Cape Canaveral. Due to the unfavorable weather forecast, the launch of three men and a woman in the “Crew Dragon” of the private space company SpaceX to the International Space Station has been postponed. The originally scheduled launch date has been set for Thursday (11.49 a.m. CEST), SpaceX and NASA announced Wednesday. For the Florida port of Cape Canaveral, favorable weather conditions were predicted, but not for the additional flight path, it was said.

“Crew 2” consists of the American astronauts Shane Kimbro and Megan MacArthur, in addition to their Japanese colleagues Akihiko Hoshide and the Frenchman Thomas Pesquet. Pesquet is the first astronaut from the European Space Agency, Esa, to fly to the International Space Station aboard the “Crew Dragon”.

The SpaceX crew was already on the International Space Station

This is the second crew to be promoted from SpaceX to the International Space Station. The first ship – American astronauts Michael Hopkins, Victor Glover and Shannon Walker, as well as their Japanese colleague Soishi Noguchi – docked at the International Space Station in November. They are scheduled to return to Earth at the end of April.

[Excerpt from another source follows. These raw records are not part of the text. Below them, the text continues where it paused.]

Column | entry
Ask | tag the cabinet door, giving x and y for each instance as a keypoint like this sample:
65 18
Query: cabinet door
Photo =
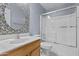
36 52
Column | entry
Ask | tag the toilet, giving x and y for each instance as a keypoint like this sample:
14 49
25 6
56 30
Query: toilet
45 48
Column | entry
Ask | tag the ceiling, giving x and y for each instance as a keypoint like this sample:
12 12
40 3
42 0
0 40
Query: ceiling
54 6
47 6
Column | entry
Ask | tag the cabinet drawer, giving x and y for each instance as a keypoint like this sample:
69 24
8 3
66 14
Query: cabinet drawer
36 52
25 49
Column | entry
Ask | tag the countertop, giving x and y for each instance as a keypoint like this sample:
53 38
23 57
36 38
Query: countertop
7 45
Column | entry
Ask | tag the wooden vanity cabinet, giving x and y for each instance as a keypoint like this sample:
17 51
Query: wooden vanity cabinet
31 49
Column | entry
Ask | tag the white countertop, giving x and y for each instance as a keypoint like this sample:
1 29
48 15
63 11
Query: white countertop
10 44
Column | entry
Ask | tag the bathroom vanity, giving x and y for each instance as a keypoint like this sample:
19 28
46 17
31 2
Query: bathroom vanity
31 49
21 47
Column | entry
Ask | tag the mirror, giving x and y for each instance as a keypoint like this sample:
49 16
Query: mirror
12 19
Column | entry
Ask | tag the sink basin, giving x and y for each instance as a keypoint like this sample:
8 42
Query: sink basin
17 41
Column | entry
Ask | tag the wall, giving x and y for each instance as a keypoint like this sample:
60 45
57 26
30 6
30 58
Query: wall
17 16
35 11
63 50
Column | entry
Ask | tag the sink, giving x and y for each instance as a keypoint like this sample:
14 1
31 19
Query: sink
17 41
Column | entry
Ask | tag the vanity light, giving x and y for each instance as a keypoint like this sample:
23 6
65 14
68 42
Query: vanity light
50 18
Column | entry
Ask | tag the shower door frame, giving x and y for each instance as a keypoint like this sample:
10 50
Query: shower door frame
57 11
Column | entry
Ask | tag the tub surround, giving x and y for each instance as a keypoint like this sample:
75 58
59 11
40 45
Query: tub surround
13 44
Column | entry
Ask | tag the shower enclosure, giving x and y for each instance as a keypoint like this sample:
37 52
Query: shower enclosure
60 27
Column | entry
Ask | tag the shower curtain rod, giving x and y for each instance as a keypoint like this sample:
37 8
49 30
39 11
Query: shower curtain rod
58 10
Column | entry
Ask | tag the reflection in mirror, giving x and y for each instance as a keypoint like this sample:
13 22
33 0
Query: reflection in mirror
6 24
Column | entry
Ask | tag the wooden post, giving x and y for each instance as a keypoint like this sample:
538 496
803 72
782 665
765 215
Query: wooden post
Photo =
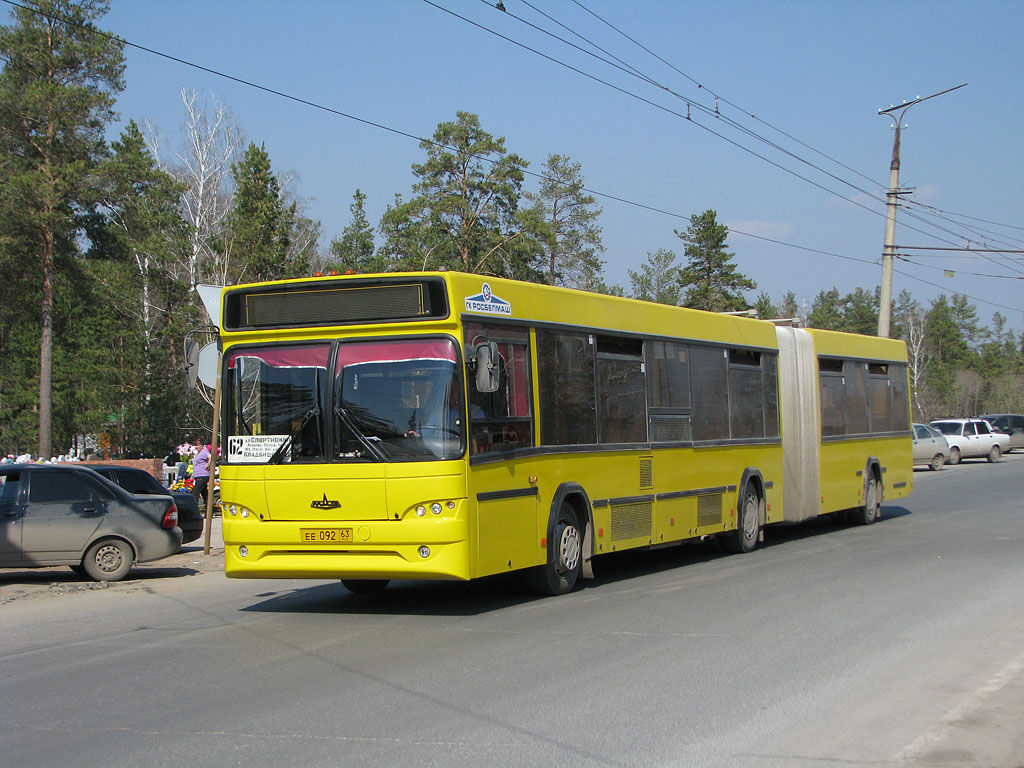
213 461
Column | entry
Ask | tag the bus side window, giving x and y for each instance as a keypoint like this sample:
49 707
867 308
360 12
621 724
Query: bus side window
502 420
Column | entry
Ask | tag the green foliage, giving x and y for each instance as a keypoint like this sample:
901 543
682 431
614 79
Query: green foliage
710 276
657 280
564 221
463 215
261 225
57 91
354 250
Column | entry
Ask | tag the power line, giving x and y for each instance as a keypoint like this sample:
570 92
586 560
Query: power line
395 131
689 119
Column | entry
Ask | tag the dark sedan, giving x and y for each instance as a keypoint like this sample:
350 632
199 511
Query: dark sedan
139 481
69 515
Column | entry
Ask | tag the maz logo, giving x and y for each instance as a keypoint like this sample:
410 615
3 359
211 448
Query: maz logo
325 504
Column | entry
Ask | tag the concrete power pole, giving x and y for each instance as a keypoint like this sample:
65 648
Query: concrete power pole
892 201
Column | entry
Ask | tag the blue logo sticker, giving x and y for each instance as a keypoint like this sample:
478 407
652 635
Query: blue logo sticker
486 302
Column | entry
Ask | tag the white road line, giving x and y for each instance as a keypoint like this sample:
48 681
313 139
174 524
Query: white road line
938 732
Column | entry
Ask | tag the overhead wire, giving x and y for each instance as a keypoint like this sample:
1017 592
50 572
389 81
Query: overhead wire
395 131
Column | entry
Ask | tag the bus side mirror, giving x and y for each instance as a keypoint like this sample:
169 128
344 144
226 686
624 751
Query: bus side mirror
487 363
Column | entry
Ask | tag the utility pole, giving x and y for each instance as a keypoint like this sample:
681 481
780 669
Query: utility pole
892 201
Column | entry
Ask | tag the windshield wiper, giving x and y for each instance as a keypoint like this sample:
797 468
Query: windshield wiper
311 413
366 441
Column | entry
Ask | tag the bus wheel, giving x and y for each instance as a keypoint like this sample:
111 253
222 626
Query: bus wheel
744 538
365 586
559 574
871 510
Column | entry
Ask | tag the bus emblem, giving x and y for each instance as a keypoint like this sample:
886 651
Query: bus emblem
485 301
325 504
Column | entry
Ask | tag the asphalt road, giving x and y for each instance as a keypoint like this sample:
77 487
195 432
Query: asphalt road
897 644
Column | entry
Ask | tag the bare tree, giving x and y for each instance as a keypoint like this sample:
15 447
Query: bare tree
919 357
212 142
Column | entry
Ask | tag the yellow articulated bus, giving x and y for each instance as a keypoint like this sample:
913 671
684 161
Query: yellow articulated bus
443 425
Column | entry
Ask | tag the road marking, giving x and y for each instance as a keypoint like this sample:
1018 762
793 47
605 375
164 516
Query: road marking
938 732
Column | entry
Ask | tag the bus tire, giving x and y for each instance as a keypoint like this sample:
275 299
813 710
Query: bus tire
744 538
559 574
365 586
871 510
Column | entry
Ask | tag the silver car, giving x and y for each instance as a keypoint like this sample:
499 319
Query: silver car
930 446
69 515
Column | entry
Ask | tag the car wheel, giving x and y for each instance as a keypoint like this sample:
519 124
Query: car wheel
109 560
365 586
559 574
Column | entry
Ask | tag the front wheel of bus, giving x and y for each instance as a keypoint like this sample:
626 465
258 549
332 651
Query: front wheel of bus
559 574
365 586
744 538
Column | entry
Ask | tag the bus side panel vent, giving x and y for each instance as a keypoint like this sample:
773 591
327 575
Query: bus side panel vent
646 473
632 520
710 510
670 429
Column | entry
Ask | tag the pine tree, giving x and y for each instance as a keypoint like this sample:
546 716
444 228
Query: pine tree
464 213
57 90
568 231
657 280
710 278
354 250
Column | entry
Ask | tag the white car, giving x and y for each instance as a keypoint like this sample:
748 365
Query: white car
930 446
972 437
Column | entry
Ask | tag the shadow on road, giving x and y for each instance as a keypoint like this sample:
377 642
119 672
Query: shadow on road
498 592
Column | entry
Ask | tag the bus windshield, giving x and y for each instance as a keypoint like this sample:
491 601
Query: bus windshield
386 401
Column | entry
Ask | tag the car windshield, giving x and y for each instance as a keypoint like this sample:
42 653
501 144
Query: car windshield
385 401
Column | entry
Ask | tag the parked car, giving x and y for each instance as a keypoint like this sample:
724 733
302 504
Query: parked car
53 514
972 437
139 481
930 446
1008 424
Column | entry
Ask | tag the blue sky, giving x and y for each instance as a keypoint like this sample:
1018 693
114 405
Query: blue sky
818 71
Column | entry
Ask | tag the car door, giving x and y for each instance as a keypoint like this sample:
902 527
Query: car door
61 514
972 444
985 437
10 517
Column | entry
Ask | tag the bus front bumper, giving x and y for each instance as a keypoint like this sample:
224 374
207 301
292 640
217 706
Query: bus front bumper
377 549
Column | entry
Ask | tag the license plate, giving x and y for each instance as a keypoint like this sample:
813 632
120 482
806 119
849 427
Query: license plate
326 536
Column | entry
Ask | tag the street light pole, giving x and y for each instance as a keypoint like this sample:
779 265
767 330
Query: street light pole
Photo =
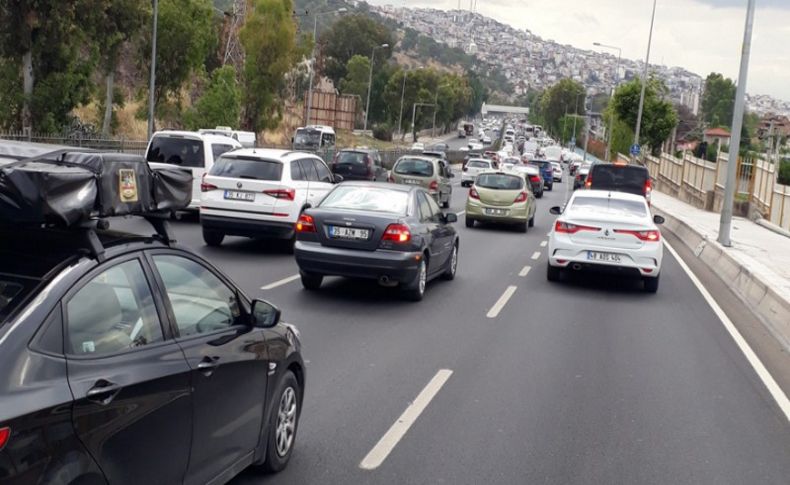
610 131
152 83
725 223
370 83
644 78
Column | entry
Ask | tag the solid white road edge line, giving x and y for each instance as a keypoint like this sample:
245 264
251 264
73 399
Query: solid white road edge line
387 443
779 396
494 311
281 282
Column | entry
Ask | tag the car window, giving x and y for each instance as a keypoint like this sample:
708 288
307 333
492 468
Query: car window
308 169
201 302
296 171
376 199
324 175
414 166
185 152
247 168
112 313
217 149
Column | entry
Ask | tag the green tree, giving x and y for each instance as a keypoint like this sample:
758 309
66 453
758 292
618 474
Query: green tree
268 37
718 101
560 99
220 104
185 36
659 116
354 35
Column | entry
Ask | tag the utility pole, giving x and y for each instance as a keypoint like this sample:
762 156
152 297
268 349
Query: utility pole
725 223
644 78
152 83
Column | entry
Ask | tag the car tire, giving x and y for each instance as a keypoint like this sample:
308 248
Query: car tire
415 290
651 284
311 281
553 273
452 265
284 424
213 238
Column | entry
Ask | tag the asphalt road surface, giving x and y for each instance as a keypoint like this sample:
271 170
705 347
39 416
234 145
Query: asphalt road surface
501 377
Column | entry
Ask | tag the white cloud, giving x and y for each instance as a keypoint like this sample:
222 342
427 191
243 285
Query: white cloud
700 35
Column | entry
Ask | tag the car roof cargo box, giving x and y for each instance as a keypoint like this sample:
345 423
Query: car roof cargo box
71 187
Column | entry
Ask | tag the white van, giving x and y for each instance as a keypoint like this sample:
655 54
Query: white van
314 138
189 150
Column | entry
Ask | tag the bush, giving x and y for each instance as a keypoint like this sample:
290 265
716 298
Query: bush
382 132
784 173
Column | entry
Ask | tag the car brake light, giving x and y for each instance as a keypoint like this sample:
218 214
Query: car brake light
305 223
398 233
568 228
5 433
649 236
204 187
289 194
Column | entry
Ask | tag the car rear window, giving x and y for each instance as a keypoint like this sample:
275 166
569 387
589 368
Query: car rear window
185 152
500 182
247 168
414 166
351 158
609 204
375 199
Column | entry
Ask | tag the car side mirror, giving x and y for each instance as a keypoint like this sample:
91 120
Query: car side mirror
264 314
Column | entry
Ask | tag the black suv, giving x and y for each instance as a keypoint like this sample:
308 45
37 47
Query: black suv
359 164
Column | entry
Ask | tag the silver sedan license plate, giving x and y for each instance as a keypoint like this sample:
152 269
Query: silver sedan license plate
243 196
603 257
348 232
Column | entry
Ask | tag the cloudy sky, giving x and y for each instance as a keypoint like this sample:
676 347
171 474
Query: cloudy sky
701 35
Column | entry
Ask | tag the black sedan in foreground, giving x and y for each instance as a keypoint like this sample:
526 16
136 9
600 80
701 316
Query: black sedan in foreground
394 234
128 360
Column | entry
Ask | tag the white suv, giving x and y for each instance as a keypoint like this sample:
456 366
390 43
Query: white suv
260 193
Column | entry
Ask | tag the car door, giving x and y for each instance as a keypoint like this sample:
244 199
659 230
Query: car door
228 362
130 381
322 185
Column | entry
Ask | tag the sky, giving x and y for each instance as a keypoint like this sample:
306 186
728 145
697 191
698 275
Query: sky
702 36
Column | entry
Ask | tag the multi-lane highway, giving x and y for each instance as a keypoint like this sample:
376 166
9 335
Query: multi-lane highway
501 377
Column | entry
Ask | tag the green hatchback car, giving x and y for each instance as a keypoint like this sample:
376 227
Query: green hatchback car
433 174
501 197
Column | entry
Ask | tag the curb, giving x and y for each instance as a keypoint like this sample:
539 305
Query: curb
770 307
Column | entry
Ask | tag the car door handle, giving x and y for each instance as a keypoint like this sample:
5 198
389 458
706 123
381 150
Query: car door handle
103 392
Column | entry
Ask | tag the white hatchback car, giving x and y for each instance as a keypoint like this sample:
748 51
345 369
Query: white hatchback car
608 232
261 193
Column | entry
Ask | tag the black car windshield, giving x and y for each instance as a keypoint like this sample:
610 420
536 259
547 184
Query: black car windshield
608 204
500 182
186 152
414 166
247 168
375 199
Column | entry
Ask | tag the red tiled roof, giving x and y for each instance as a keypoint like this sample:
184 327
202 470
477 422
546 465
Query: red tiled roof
720 132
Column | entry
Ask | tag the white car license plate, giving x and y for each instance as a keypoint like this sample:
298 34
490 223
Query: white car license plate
603 257
236 195
496 212
348 232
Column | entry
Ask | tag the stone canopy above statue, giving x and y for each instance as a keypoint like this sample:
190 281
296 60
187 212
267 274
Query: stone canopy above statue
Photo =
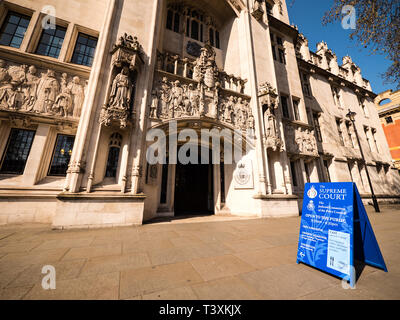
175 96
29 89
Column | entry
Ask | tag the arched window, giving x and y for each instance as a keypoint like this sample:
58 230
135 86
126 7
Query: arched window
214 37
173 20
113 155
384 101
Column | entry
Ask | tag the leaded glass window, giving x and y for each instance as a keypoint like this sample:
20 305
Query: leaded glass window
17 151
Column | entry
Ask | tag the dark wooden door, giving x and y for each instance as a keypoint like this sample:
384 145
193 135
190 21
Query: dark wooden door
193 189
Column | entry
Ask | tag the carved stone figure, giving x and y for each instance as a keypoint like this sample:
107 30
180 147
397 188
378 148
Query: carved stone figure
165 97
186 101
78 94
205 69
176 108
120 96
48 90
6 88
251 123
228 112
30 88
154 112
63 103
194 100
270 123
23 90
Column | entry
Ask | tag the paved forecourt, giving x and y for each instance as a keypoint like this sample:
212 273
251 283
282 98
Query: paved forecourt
195 258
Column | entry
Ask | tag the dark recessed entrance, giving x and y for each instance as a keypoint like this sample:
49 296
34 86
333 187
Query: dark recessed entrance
194 189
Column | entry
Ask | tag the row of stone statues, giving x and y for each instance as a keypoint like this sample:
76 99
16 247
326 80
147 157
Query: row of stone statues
171 100
23 89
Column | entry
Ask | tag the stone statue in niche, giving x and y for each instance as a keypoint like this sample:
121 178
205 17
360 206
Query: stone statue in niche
176 107
30 88
165 97
251 123
120 96
154 112
78 94
21 89
205 69
48 90
6 89
63 102
193 48
270 122
194 99
187 109
228 112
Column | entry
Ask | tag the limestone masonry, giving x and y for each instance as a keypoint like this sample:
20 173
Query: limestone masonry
83 83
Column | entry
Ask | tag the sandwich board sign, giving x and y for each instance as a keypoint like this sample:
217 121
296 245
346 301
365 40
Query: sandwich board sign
335 231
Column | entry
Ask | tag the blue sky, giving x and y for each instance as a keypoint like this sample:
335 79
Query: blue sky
307 15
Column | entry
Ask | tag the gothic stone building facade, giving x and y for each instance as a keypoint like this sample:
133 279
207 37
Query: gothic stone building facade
83 83
388 106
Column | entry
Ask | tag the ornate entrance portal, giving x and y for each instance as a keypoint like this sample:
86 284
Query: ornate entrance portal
194 189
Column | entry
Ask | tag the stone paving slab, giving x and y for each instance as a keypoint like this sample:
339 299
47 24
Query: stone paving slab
195 258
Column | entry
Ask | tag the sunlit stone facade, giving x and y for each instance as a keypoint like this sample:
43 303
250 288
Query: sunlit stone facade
79 100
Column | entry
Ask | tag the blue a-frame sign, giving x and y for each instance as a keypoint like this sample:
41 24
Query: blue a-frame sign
335 231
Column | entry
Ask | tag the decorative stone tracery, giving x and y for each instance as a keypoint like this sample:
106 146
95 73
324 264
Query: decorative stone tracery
200 97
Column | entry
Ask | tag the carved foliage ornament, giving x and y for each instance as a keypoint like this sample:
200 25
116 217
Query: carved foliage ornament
200 97
24 89
172 100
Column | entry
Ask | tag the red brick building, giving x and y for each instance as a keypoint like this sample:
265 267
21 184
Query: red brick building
388 105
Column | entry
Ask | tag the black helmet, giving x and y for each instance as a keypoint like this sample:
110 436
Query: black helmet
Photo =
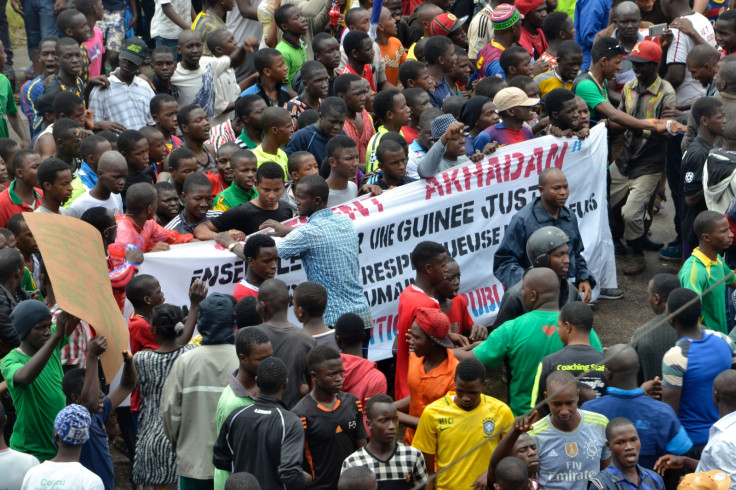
542 242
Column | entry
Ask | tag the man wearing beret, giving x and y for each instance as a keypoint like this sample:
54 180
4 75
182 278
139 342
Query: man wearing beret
33 374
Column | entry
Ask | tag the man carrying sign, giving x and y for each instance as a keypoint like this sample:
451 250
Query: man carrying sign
328 247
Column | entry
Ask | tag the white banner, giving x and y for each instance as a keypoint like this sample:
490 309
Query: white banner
467 208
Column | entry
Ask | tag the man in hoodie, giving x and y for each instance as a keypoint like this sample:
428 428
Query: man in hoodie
193 388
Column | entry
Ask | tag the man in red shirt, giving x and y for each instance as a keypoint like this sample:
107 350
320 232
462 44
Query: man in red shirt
23 193
429 259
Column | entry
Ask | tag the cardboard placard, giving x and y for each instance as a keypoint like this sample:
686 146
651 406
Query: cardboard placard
75 260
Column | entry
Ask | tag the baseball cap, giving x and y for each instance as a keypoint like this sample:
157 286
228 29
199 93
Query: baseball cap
526 6
435 324
444 24
512 97
710 480
135 50
72 424
645 52
504 17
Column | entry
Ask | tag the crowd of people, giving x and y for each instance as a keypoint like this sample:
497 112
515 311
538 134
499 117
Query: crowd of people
222 120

Crew-1 was the first to regularly fly to the International Space Station in the “Crew Dragon” after a successful manned test last spring. After a hiatus of nearly nine years, the test marked the first time astronauts had returned to orbit from American soil – and the first time that they had ever been promoted by a private space company. SpaceX had previously only transported cargo to the International Space Station.